By Dale Crofts (Bloomberg)

July 8 -- Alcoa Inc. (NYSE: AA), the world's third-largest aluminum producer, fell to the lowest in more than five months in New York trading before reporting second-quarter profit, which analysts expect to decline.

Alcoa slipped $1.36, or 4.1 percent, to $32.03 as of 12:49 p.m. in New York Stock Exchange composite trading. The shares earlier dropped to $31.02, the lowest since Jan. 28.

Alcoa is expected to say later today that second-quarter profit excluding some items fell to 65 cents per share, the average estimate of 16 analysts in a Bloomberg survey, amid rising costs for energy and raw materials used to make aluminum. The company earned 81 cents a share a year earlier.

"Costs re-accelerated across the global mining and metals industry in the second quarter, and we expect this will be a defining aspect of the industry's results," Fraser Phillips, an analyst at RBC Capital Markets in Toronto, wrote in a note to investors on July 4. "Increases in energy, caustic soda and coke should feature prominently in Alcoa's results."

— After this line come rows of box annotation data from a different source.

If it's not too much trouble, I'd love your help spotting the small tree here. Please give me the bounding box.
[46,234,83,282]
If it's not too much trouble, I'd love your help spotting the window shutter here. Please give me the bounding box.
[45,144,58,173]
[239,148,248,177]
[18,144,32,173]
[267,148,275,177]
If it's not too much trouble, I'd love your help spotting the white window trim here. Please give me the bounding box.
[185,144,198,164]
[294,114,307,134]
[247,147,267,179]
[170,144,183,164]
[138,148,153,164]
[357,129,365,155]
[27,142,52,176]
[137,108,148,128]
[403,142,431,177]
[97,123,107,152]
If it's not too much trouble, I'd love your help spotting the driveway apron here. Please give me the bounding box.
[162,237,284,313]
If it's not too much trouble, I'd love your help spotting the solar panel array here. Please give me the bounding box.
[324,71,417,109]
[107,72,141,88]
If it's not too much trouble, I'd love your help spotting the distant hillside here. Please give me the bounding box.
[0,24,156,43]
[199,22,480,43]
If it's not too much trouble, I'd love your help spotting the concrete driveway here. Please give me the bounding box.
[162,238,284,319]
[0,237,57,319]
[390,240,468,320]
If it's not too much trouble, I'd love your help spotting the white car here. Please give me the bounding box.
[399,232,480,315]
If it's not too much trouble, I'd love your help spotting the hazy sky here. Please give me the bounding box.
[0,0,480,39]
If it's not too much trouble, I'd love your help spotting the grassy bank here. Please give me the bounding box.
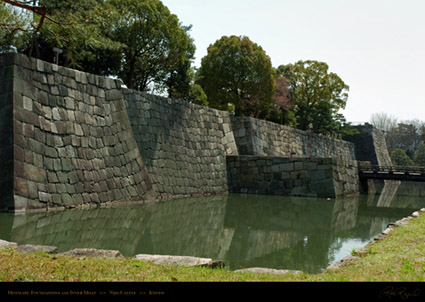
[0,213,425,282]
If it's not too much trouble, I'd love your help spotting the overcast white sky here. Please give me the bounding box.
[162,0,425,122]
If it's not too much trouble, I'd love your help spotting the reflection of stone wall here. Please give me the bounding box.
[123,90,237,196]
[227,156,358,197]
[0,54,389,211]
[232,117,355,160]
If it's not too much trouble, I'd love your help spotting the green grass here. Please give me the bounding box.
[0,211,425,282]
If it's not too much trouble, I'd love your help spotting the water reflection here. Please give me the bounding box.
[0,184,425,272]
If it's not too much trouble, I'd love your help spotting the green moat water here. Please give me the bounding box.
[0,184,425,273]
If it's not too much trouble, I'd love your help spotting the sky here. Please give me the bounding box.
[162,0,425,123]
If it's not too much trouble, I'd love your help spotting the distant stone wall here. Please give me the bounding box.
[122,89,237,197]
[0,54,152,211]
[227,155,359,198]
[232,117,356,160]
[0,54,389,211]
[344,124,393,166]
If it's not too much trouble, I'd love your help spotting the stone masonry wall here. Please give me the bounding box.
[123,89,237,196]
[0,54,389,211]
[232,117,355,160]
[227,155,358,198]
[0,57,14,207]
[0,54,152,211]
[344,124,392,166]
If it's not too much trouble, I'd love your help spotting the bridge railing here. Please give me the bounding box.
[359,164,425,175]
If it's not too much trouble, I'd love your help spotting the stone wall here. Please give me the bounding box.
[0,56,14,207]
[0,54,389,211]
[227,155,359,198]
[0,54,152,211]
[122,89,237,197]
[344,124,392,166]
[232,117,356,160]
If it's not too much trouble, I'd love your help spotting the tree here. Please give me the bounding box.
[370,112,397,134]
[390,148,413,166]
[2,0,121,68]
[196,36,275,117]
[415,143,425,166]
[0,1,30,53]
[277,60,350,134]
[108,0,195,96]
[260,77,296,126]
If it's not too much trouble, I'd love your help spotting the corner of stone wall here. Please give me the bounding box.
[0,54,151,212]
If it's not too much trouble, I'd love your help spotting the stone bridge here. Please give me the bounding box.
[0,54,389,212]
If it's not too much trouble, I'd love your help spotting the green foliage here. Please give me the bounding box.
[107,0,195,96]
[196,36,275,117]
[415,143,425,166]
[277,60,349,134]
[391,148,413,166]
[0,2,30,53]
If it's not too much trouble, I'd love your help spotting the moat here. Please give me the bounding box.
[0,184,425,273]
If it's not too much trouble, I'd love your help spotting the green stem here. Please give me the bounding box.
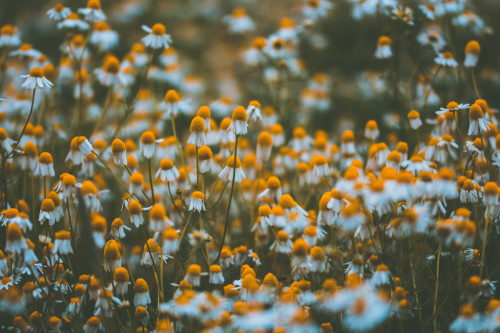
[215,134,239,263]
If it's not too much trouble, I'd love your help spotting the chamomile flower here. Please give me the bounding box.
[21,67,54,89]
[78,0,106,23]
[468,104,490,135]
[219,155,246,183]
[47,3,71,21]
[464,40,481,68]
[189,191,206,212]
[434,51,458,68]
[141,23,172,49]
[375,36,392,59]
[436,102,470,115]
[223,7,255,34]
[0,24,21,48]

Alcoa tracked declines in metals and mining companies amid speculation that slowing global growth may hurt demand for commodities. The eight-company Standard & Poor's 500 Metals & Mining Index dropped as much as 6.8 percent.

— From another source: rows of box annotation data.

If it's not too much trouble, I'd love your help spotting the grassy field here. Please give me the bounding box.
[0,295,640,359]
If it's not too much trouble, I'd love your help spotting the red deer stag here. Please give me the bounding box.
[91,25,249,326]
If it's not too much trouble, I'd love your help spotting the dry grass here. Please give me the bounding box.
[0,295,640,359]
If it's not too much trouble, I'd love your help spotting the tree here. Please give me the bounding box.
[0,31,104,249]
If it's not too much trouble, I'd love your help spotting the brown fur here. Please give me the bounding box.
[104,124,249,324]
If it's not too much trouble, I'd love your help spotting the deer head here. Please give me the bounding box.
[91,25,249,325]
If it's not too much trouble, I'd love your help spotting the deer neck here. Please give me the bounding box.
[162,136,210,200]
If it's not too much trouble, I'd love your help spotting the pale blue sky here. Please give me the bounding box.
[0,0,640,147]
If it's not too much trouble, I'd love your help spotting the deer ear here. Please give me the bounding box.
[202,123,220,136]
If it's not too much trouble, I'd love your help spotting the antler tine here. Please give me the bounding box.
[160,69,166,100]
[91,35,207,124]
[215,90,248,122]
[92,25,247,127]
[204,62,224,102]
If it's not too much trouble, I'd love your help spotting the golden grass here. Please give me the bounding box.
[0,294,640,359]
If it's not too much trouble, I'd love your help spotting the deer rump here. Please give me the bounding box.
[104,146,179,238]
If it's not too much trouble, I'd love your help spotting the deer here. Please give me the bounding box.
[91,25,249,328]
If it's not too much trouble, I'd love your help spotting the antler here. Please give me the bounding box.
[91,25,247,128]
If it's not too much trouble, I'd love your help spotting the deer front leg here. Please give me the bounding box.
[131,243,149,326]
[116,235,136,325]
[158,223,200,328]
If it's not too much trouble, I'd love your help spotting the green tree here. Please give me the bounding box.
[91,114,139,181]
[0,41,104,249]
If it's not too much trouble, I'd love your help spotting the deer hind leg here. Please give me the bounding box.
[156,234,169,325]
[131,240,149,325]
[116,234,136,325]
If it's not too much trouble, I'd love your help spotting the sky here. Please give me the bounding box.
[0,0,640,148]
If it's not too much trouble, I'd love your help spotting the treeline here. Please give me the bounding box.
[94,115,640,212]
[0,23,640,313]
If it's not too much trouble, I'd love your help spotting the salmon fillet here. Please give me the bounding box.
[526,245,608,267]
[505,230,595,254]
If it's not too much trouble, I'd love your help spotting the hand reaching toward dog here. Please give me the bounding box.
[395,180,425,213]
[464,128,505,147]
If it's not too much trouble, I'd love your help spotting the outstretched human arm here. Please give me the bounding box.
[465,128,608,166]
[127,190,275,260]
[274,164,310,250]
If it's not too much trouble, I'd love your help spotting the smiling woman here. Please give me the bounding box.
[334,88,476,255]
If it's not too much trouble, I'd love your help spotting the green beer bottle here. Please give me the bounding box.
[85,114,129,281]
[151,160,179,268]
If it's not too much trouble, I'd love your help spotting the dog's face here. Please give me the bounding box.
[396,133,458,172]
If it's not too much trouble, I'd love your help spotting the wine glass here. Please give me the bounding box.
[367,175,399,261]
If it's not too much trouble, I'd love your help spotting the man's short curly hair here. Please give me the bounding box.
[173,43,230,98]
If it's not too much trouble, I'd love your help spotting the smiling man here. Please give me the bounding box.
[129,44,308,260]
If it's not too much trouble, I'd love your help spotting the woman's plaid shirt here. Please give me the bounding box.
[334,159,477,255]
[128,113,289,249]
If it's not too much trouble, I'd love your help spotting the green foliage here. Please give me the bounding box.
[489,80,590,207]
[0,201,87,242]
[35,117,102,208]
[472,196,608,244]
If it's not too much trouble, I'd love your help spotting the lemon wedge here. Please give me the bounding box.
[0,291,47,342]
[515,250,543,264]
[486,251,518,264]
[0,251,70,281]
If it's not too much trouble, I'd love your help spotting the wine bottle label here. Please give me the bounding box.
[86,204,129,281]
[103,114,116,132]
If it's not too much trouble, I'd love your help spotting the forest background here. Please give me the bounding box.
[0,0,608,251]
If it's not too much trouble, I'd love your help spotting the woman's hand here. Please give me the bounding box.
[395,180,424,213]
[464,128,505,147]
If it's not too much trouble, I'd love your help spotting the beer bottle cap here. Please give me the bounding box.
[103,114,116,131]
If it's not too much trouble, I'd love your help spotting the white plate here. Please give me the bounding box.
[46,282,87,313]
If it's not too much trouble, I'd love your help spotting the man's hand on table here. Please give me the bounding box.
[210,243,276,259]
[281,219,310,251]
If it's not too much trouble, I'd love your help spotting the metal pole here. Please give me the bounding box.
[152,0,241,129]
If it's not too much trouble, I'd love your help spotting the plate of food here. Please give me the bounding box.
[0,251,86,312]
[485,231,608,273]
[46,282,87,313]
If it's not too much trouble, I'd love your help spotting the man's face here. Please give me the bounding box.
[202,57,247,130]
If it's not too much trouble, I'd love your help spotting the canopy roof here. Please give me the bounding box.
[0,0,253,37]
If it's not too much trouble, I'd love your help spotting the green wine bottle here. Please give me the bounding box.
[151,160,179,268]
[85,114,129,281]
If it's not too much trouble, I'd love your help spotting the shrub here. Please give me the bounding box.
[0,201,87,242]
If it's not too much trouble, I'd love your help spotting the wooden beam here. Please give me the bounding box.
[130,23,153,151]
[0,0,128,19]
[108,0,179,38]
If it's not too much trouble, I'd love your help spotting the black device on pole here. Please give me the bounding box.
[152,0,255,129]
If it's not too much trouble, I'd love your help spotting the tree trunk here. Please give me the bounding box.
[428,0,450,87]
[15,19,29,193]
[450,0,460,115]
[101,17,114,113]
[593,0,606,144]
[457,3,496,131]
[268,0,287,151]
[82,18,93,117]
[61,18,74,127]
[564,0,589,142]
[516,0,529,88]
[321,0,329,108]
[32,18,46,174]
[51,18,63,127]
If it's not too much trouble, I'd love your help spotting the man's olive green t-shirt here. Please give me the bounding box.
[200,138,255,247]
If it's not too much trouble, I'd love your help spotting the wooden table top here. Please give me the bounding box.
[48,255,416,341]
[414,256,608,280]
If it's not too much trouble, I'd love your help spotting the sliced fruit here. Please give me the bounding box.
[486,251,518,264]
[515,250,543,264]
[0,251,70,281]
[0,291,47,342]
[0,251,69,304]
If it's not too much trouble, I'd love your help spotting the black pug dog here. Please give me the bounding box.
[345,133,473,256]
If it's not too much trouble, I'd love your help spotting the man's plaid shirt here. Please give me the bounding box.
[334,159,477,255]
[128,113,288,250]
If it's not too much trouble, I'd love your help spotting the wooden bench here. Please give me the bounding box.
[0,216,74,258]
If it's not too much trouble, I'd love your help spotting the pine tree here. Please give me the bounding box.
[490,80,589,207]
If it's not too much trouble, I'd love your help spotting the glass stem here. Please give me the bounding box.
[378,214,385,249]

Aluminum for delivery in three months fell $164, or 5 percent, to $3,144 a metric ton in London today, after rising to a record yesterday.

"This is a pullback in sympathy with commodity prices," said Chip Hanlon, president of Huntington Beach, California-based Delta Global Advisors Inc. "Also, if it's a general bear market, mining stocks will be sold down regardless. It's getting to the 'baby out with the bathwater' stage."

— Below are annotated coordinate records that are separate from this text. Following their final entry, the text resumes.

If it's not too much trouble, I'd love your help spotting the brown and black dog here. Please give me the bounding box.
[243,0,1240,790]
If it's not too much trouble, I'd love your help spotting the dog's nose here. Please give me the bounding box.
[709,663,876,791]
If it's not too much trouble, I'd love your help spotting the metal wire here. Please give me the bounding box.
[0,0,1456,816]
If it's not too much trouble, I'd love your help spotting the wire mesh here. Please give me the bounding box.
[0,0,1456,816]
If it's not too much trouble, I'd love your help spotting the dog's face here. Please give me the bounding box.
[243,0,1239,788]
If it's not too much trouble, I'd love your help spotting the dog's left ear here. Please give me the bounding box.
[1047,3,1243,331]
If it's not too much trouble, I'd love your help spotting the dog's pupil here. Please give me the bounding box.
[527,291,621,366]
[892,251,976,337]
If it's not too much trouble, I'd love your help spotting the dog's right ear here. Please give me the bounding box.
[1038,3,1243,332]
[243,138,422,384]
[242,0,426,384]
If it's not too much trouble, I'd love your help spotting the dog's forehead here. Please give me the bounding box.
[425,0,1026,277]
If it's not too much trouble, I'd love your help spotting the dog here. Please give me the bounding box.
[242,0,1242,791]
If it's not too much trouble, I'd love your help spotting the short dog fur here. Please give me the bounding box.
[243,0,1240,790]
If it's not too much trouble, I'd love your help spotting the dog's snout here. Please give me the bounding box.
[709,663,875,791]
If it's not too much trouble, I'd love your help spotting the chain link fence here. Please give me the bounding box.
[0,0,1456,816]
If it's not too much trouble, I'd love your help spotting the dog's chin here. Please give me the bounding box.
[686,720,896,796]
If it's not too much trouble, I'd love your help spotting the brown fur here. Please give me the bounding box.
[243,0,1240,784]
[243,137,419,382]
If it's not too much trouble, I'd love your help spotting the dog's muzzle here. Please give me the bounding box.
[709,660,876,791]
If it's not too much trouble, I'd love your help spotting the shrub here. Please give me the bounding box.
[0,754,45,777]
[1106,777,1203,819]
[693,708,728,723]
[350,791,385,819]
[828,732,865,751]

Century Aluminum Co. (NSDQ: CENX), the second-largest U.S. producer of the metal, fell the most in more than two years today after the company said it will pay $1.71 billion to cancel forward sales contracts with Glencore International AG, its largest shareholder. Monterey, California-based Century plans to sell as many as 7.48 million shares to help fund the transaction.